Detroit Police Department considering using tasers

Detroit Police Department is considering using tasers.

- Adding a new crime-fighting tool for Detroit police officers is sparking debate in Detroit.

Should police officers carry tasers? Many police departments already do, but there are still a lot of opinions on both sides of this issue.

The use of tasers by Detroit police is a topic long debated but now the chief's office is taking steps to prepare for their use to become reality.

According to Assistant Chief James White, the chief's office is drafting a list of preliminary department policies for officers to obey, if tasers are introduced.

"What we are asking for is a weapon to lessen the injury to the officers lessen the injury to the community and show this community as we have in the past many years that we are partners with them and it is not us against them," White said.

A board of five experts with backgrounds in medical, civil rights and law enforcement, were invited by the board of commissioners to offer input.

"When we look at what is actually delivered to the tissue, it is about 1,900 volts delivered to the tissue in a series of pulses," said Robert Dunne, MD St. John's Hospital & DMC.

Some say tasers have been used to force those under arrest into compliance

"The darts are removed from the taser device, and it can be used in what's called a dry stun, and so what you do is place the device directly on the person and administer the shock in that way," said Mark Fancher, attorney for the ACLU.

Others say, there's a way to make tasers affective as an alternative to gun fire, if we as a community plan ahead.

"We have to do as much as we can to train, retrain, and educate," said Isaiah McKinnon, former Detroit police chief and deputy mayor.

Sgt. Mark Young of the Detroit police said while tasers are not the total solution, they're a good start.

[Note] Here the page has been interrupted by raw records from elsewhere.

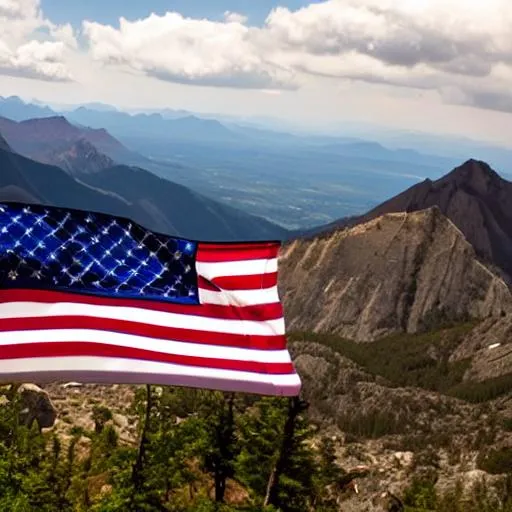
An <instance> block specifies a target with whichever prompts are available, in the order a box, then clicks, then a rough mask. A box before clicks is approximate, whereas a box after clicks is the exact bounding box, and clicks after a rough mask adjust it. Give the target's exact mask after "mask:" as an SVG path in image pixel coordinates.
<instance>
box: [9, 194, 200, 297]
mask: <svg viewBox="0 0 512 512" xmlns="http://www.w3.org/2000/svg"><path fill="white" fill-rule="evenodd" d="M196 251H197V243H196V242H192V241H189V240H184V239H180V238H171V237H168V236H165V235H161V234H157V233H153V232H151V231H149V230H147V229H145V228H143V227H141V226H140V225H138V224H136V223H134V222H131V221H130V220H127V219H122V218H117V217H112V216H108V215H103V214H98V213H89V212H83V211H79V210H67V209H64V208H53V207H46V206H39V205H20V204H15V203H12V204H11V203H5V204H4V203H0V288H4V289H5V288H31V289H46V290H58V291H67V292H77V293H85V294H95V295H106V296H110V297H118V298H132V299H133V298H137V299H140V298H145V299H153V300H161V301H167V302H178V303H185V304H199V297H198V285H197V273H196V267H195V256H196Z"/></svg>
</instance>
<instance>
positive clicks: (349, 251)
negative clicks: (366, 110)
mask: <svg viewBox="0 0 512 512" xmlns="http://www.w3.org/2000/svg"><path fill="white" fill-rule="evenodd" d="M280 294H281V297H282V300H283V302H284V307H285V313H286V318H287V326H288V329H289V330H304V331H325V332H333V333H338V334H340V335H342V336H344V337H347V338H351V339H354V340H358V341H370V340H374V339H376V338H378V337H380V336H383V335H386V334H389V333H391V332H395V331H405V332H410V333H413V332H418V331H421V330H428V329H430V328H434V327H436V326H437V325H439V324H442V323H444V322H446V321H463V320H467V319H468V318H487V317H498V318H499V317H500V316H501V315H504V314H505V313H506V312H508V311H511V310H512V296H511V292H510V290H509V289H508V287H507V285H506V284H505V282H504V281H503V280H502V279H501V278H499V277H498V276H497V275H495V274H493V273H492V272H491V271H490V270H489V269H488V268H486V267H485V266H484V265H482V264H481V263H480V262H479V261H478V260H477V257H476V254H475V251H474V249H473V248H472V246H471V245H470V244H469V243H468V242H467V241H466V239H465V238H464V236H463V234H462V233H461V231H459V229H457V228H456V227H455V225H454V224H453V223H452V222H451V221H450V220H449V219H447V218H446V217H445V216H444V215H443V214H442V213H441V212H440V210H439V209H438V208H436V207H434V208H429V209H426V210H423V211H418V212H411V213H396V214H386V215H384V216H382V217H378V218H376V219H373V220H371V221H369V222H367V223H365V224H360V225H357V226H355V227H352V228H349V229H340V230H338V231H334V232H330V233H328V234H323V235H321V236H317V237H316V238H310V239H299V240H295V241H293V242H291V243H289V244H288V245H286V246H285V247H284V248H283V250H282V253H281V257H280Z"/></svg>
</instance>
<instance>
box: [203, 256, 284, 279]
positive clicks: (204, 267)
mask: <svg viewBox="0 0 512 512" xmlns="http://www.w3.org/2000/svg"><path fill="white" fill-rule="evenodd" d="M196 269H197V273H198V274H200V275H202V276H204V277H206V278H209V279H214V278H216V277H224V276H251V275H257V274H270V273H273V272H277V258H273V259H268V260H246V261H222V262H218V263H212V262H201V261H197V262H196Z"/></svg>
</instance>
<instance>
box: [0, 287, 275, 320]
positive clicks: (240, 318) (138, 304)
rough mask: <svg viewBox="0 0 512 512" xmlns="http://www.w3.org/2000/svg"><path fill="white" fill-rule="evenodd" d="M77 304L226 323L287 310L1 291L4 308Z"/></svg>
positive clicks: (33, 291) (239, 306)
mask: <svg viewBox="0 0 512 512" xmlns="http://www.w3.org/2000/svg"><path fill="white" fill-rule="evenodd" d="M25 301H28V302H42V303H49V304H51V303H55V302H74V303H76V304H92V305H96V306H112V307H114V306H119V307H129V308H140V309H147V310H150V311H161V312H164V313H175V314H177V315H193V316H201V317H206V318H219V319H223V320H248V321H260V322H262V321H266V320H276V319H278V318H282V317H283V306H282V304H281V303H280V302H274V303H271V304H262V305H256V306H220V305H217V304H201V305H187V304H172V303H169V302H157V301H149V300H137V299H115V298H110V297H99V296H93V295H82V294H78V293H67V292H54V291H46V290H0V304H1V303H4V302H25Z"/></svg>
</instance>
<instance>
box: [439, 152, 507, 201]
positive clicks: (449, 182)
mask: <svg viewBox="0 0 512 512" xmlns="http://www.w3.org/2000/svg"><path fill="white" fill-rule="evenodd" d="M439 183H440V184H446V183H451V184H453V185H456V186H463V187H468V188H470V189H471V190H473V191H474V192H476V193H477V194H488V193H489V191H490V190H492V189H495V188H497V187H498V188H499V187H500V186H501V185H502V184H504V183H508V182H506V181H505V180H504V179H503V178H501V177H500V175H499V174H498V173H497V172H495V171H494V170H493V169H491V167H490V166H489V165H488V164H486V163H485V162H482V161H479V160H474V159H470V160H468V161H466V162H464V163H463V164H462V165H461V166H459V167H457V168H455V169H454V170H453V171H452V172H450V173H449V174H447V175H446V176H445V177H443V178H441V179H440V180H439Z"/></svg>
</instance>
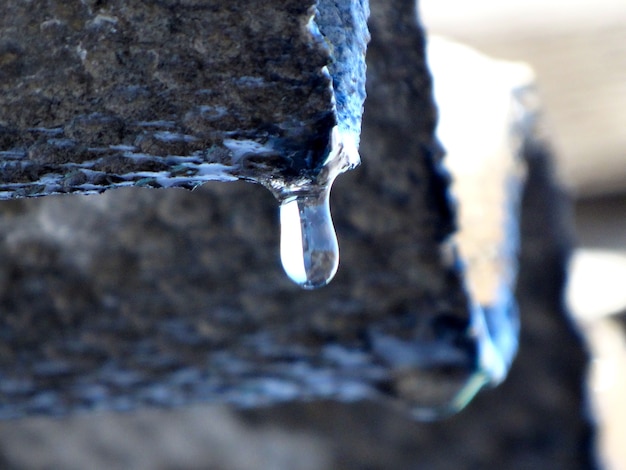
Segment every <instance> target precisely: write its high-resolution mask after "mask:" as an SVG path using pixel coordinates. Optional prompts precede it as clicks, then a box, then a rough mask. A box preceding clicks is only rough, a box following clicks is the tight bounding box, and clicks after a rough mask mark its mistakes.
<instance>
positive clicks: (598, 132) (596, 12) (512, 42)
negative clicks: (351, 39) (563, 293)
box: [420, 0, 626, 469]
mask: <svg viewBox="0 0 626 470" xmlns="http://www.w3.org/2000/svg"><path fill="white" fill-rule="evenodd" d="M420 9H421V14H422V19H423V21H424V24H425V26H426V27H427V29H428V30H429V32H430V34H433V35H443V36H446V37H448V38H450V39H453V40H455V41H459V42H461V43H464V44H466V45H469V46H471V47H474V48H476V49H477V50H479V51H481V52H483V53H485V54H488V55H490V56H492V57H494V58H500V59H505V60H512V61H523V62H526V63H527V64H529V65H530V66H531V67H532V68H533V69H534V71H535V73H536V76H537V83H538V87H539V95H540V96H541V100H542V108H543V112H544V121H545V124H546V127H547V129H546V133H547V136H548V139H549V141H550V143H551V144H552V145H553V147H554V151H555V152H554V153H555V156H556V159H557V165H558V173H559V177H560V182H561V184H562V185H564V186H565V187H566V188H567V191H568V193H569V194H570V197H571V198H572V200H573V203H574V213H575V214H574V215H575V222H576V239H577V248H576V250H575V252H574V255H573V257H572V261H571V263H570V269H569V285H568V289H567V303H568V306H569V309H570V312H571V313H572V315H573V317H574V319H575V321H576V322H577V324H578V325H579V326H580V327H581V330H582V331H583V333H584V335H585V338H586V340H587V342H588V344H589V347H590V350H591V352H592V354H593V361H592V364H591V367H590V371H589V396H590V401H591V406H592V409H593V410H594V413H595V415H596V418H597V420H598V422H599V424H600V429H599V448H600V451H601V452H602V454H603V463H604V464H605V466H606V468H608V469H625V468H626V446H624V445H623V444H624V443H625V442H626V400H625V399H624V397H626V341H625V339H624V338H625V336H624V333H625V332H626V131H625V124H626V2H624V1H623V0H593V1H591V0H507V1H506V2H502V1H498V0H475V1H472V2H467V1H464V0H421V1H420Z"/></svg>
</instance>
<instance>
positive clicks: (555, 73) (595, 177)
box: [419, 0, 626, 197]
mask: <svg viewBox="0 0 626 470" xmlns="http://www.w3.org/2000/svg"><path fill="white" fill-rule="evenodd" d="M419 5H420V11H421V17H422V20H423V21H424V24H425V25H426V27H427V29H428V30H429V32H431V33H434V34H437V35H444V36H447V37H450V38H452V39H455V40H458V41H460V42H462V43H464V44H467V45H470V46H473V47H475V48H476V49H478V50H479V51H482V52H484V53H486V54H488V55H490V56H492V57H495V58H502V59H506V60H513V61H523V62H527V63H529V64H530V65H531V66H532V68H533V69H534V70H535V72H536V74H537V77H538V83H539V91H540V93H541V96H542V102H543V107H544V110H545V114H546V118H547V119H546V122H547V123H548V125H547V129H546V132H547V134H548V135H549V137H550V141H551V142H552V144H553V145H554V147H555V150H556V155H557V159H558V161H559V171H560V175H561V177H562V179H563V182H564V183H565V184H566V185H567V186H568V187H569V188H570V189H572V190H573V192H574V193H575V194H577V195H579V196H581V197H586V196H596V195H598V194H605V193H609V192H610V193H619V192H624V191H626V132H624V131H623V126H624V122H626V1H624V0H544V1H540V0H506V1H502V0H475V1H472V2H468V1H467V0H420V1H419Z"/></svg>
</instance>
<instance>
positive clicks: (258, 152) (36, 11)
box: [0, 0, 368, 199]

"You have an obligation to these men and women that go out here every day, to serve your community, to give them every tool that you can possibly give them," Young said.

Members of the board of commissioners say they still have to gather more information before they approve the use of tasers, then city council will also have to give their approval, but do to financial reasons, tasers likely won't be approved and utilized until after body cameras.